Multi-Timeframe Aggregation Functions.
This module provides functions for aggregating OHLCV (Open, High, Low, Close, Volume)
data across different timeframes:
- Daily to Weekly aggregation with configurable week anchor (Sunday/Monday)
- Daily to Monthly aggregation with period labeling (start/end)
- Core resampling logic with proper OHLCV aggregation rules
OHLCV Aggregation Rules:
- Open: 'first' (first value of period)
- High: 'max' (maximum value of period)
- Low: 'min' (minimum value of period)
- Close: 'last' (last value of period)
- Volume: 'sum' (total volume, NOT average)
All functions validate input data and return either a DataFrame on success
or an error string on failure.
Usage:
from tradingagents.dataflows.multi_timeframe import aggregate_to_weekly, aggregate_to_monthly
# Aggregate daily data to weekly (week ending Sunday)
weekly_data = aggregate_to_weekly(daily_df, anchor='SUN')
# Aggregate daily data to monthly (month-end labels)
monthly_data = aggregate_to_monthly(daily_df, period_end=True)
Requirements:
- pandas package
- Input DataFrame must have DatetimeIndex
- Input DataFrame must contain columns: Open, High, Low, Close, Volume
"""
import pandas as pd
from typing import Union
def _validate_ohlcv_dataframe(data: pd.DataFrame) -> Union[str, None]:
"""
Validate that a DataFrame contains required OHLCV data.
Checks for:
1. Non-empty DataFrame
2. DatetimeIndex
3. Required OHLCV columns (Open, High, Low, Close, Volume)
Args:
data: DataFrame to validate
Returns:
None if valid, error string describing the issue if invalid
Examples:
>>> df = pd.DataFrame({'Open': [100], 'High': [102], 'Low': [99],
... 'Close': [101], 'Volume': [1000000]},
... index=pd.date_range('2024-01-01', periods=1))
>>> _validate_ohlcv_dataframe(df)
None
>>> empty_df = pd.DataFrame()
>>> error = _validate_ohlcv_dataframe(empty_df)
>>> 'empty' in error.lower()
True
"""
# Check if DataFrame is empty
if data.empty:
return "Error: Empty DataFrame provided"
# Check if index is DatetimeIndex
if not isinstance(data.index, pd.DatetimeIndex):
return "Error: DataFrame must have DatetimeIndex as index"
# Check for required OHLCV columns
required_columns = ['Open', 'High', 'Low', 'Close', 'Volume']
missing_columns = [col for col in required_columns if col not in data.columns]
if missing_columns:
missing_str = ', '.join(missing_columns)
return f"Error: Missing required OHLCV columns: {missing_str}"
return None
def _resample_ohlcv(
data: pd.DataFrame,
freq: str,
label: str = 'right',
closed: str = 'right'
) -> pd.DataFrame:
"""
Resample OHLCV data to a specified frequency.
Applies proper aggregation for each OHLCV column:
- Open: first value of period
- High: max value of period
- Low: min value of period
- Close: last value of period
- Volume: sum of period
Args:
data: DataFrame with OHLCV columns and DatetimeIndex
freq: Resampling frequency (e.g., 'W-SUN', 'ME', 'MS')
label: Which bin edge label to use ('left' or 'right')

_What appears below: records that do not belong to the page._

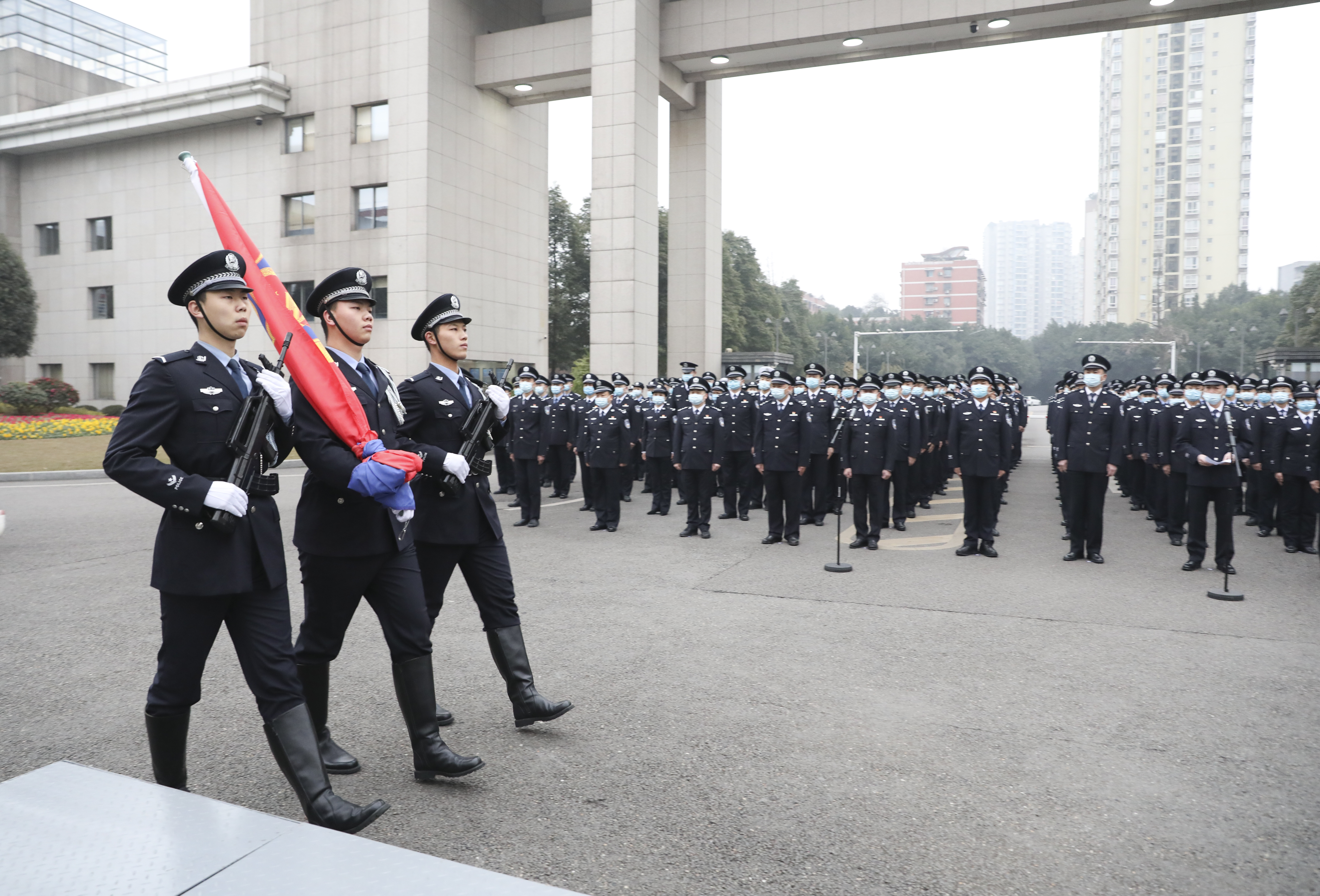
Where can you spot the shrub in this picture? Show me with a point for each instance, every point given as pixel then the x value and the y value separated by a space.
pixel 61 394
pixel 26 398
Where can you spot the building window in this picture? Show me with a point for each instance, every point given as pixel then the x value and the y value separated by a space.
pixel 373 208
pixel 300 214
pixel 371 123
pixel 100 234
pixel 300 135
pixel 102 303
pixel 102 381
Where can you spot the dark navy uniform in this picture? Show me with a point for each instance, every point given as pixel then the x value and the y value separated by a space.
pixel 699 445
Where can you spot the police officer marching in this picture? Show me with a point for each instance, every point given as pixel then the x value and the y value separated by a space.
pixel 187 403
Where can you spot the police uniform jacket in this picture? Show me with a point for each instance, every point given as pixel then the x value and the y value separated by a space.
pixel 981 440
pixel 1293 449
pixel 433 419
pixel 187 403
pixel 1199 433
pixel 529 428
pixel 1091 433
pixel 608 437
pixel 699 437
pixel 782 435
pixel 740 415
pixel 658 432
pixel 333 521
pixel 869 443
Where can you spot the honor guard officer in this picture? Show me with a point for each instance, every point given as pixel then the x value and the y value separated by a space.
pixel 1091 444
pixel 738 410
pixel 352 547
pixel 782 449
pixel 699 445
pixel 608 448
pixel 464 530
pixel 980 444
pixel 1214 440
pixel 658 448
pixel 869 448
pixel 529 443
pixel 187 403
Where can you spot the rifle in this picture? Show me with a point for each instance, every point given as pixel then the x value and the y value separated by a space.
pixel 251 445
pixel 477 440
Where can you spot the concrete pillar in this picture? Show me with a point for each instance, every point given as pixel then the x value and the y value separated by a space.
pixel 625 148
pixel 696 243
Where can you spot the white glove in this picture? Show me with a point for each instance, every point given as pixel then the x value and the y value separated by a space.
pixel 497 395
pixel 456 464
pixel 226 497
pixel 279 393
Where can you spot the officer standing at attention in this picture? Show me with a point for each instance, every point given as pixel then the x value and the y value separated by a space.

closed: Which side of bin interval is closed ('left' or 'right')
Returns:
Resampled DataFrame with OHLCV aggregations applied
Examples:
>>> dates = pd.date_range('2024-01-01', periods=7, freq='D')
>>> data = pd.DataFrame({
... 'Open': [100, 101, 102, 103, 104, 105, 106],
... 'High': [102, 103, 104, 105, 106, 107, 108],
... 'Low': [99, 100, 101, 102, 103, 104, 105],
... 'Close': [101, 102, 103, 104, 105, 106, 107],
... 'Volume': [1000000, 1100000, 1200000, 1300000, 1400000, 1500000, 1600000]
... }, index=dates)
>>> result = _resample_ohlcv(data, 'W-SUN')
>>> result.iloc[0]['Open']
100.0
>>> result.iloc[0]['High']
108.0
>>> result.iloc[0]['Close']
107.0
"""
# Define aggregation rules for OHLCV
agg_dict = {
'Open': 'first',
'High': 'max',
'Low': 'min',
'Close': 'last',
'Volume': 'sum'
}
# Apply resampling with aggregation
resampled = data.resample(freq, label=label, closed=closed).agg(agg_dict)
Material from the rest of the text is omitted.